Le choix de privilégier parmi
tous l’œuvre de Chang Cheh - le programme peut d’ailleurs se
voir comme un hommage à peine déguisé à
ce cinéaste, mort en début d’année - poursuit
ainsi une vision du cinéma HK comme lieu cardinal d’une
esthétique de la fureur et du grotesque. Les liens avec
le " cinéma bis " européen,
notamment italien, s’en trouvent renforcés; au détriment
cependant d’œuvres qui fondent le véritable classicisme
hong kongais, et s’incarnant exemplairement en deux cinéastes,
Liu Chia Liang et King Hu.
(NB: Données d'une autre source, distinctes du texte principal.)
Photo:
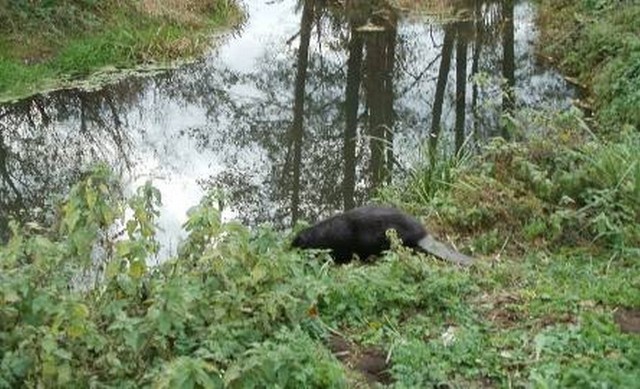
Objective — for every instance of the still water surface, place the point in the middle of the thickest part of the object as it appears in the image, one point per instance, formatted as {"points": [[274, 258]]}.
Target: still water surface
{"points": [[301, 111]]}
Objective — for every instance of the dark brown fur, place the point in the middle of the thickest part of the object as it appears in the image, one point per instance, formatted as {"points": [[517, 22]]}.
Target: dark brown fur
{"points": [[362, 231]]}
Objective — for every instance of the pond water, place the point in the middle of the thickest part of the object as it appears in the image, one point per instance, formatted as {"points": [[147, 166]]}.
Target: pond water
{"points": [[302, 111]]}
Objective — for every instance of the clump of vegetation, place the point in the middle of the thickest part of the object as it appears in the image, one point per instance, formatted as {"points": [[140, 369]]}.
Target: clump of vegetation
{"points": [[44, 43], [597, 42], [239, 308]]}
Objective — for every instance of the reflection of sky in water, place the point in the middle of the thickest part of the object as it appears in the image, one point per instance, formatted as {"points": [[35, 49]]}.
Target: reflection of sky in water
{"points": [[176, 163], [166, 129]]}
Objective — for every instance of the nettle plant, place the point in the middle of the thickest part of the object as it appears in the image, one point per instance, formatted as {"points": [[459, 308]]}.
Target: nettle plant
{"points": [[231, 310]]}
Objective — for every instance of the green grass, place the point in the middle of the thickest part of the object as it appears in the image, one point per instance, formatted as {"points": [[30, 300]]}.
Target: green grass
{"points": [[553, 220], [50, 45], [239, 308], [597, 42]]}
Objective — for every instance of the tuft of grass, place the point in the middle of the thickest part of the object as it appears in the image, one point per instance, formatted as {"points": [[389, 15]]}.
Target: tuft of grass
{"points": [[45, 44]]}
Que leurs œuvres soient nettement
sous-représentées dans cette programmation pose
la question du rapport qu’entretient le milieu cinéphile
(au sens large : critique, programmateur, public et lecteurs)
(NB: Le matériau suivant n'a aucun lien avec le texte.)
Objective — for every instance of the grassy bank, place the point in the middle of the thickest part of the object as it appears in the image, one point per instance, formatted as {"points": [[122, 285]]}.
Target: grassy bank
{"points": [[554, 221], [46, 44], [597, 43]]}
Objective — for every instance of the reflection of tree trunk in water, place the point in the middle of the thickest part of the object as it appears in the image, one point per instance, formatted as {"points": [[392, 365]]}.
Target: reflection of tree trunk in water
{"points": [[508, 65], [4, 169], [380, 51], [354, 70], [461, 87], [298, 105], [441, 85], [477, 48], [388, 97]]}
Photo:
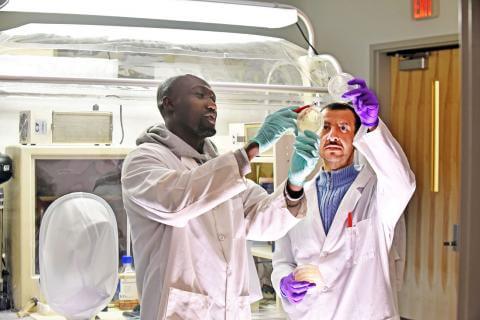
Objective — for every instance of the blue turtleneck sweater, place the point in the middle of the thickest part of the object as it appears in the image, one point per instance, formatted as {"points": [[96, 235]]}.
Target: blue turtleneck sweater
{"points": [[331, 187]]}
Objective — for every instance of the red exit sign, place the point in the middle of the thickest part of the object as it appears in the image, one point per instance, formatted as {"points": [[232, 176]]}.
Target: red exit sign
{"points": [[424, 9]]}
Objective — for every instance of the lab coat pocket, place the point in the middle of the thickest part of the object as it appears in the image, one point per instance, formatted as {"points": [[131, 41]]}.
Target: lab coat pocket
{"points": [[187, 305], [362, 241], [244, 311]]}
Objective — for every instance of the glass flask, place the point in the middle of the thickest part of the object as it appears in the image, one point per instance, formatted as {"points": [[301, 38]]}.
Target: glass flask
{"points": [[310, 118]]}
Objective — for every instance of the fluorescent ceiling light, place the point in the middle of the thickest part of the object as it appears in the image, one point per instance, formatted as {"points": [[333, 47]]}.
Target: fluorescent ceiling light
{"points": [[242, 13]]}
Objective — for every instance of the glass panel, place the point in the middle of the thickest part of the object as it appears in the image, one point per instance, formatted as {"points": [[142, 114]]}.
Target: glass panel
{"points": [[57, 177]]}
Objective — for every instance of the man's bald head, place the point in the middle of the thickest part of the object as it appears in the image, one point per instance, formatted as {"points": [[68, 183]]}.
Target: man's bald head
{"points": [[170, 87]]}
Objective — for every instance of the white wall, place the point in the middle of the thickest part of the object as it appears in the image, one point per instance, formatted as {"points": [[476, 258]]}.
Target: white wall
{"points": [[344, 28], [347, 28]]}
au cinéma hong kongais ; et par là, au cinéma
" de genre ", au cinéma tout court,
tant le cinéma de Hong Kong s’impose comme un objet particulièrement
recherché aujourd’hui.
Quelque part entre respect
de " classiques " intouchables, mais dans
l’oubli des raisons de leur accession à ce statut,
et recherche d’une re-lecture hédoniste de l’histoire
du cinéma par ses marges, la démarche cinéphile
qu’exemplifie la Cinémathèque Française
court le risque de la dilution, et d’un renforcement accru
d’une élitisation du cinéma, en faisant l’économie
d’une perspective historique voire chronologique.
Elle n’est en cela que l’écho d’une critique défaite.
Ainsi, que les textes représentatifs de l’approche
contemporaine du cinéma de Hong Kong soient d’un côté
l’approche universitaire (l’étude figurative menée
par Nicole Brenez sur The Blade) et de l’autre, une
constellation critique où la rigueur côtoie la
reconduction des pires banalités, en dit long sur l’état
alarmant d’une cinéphilie à deux vitesses.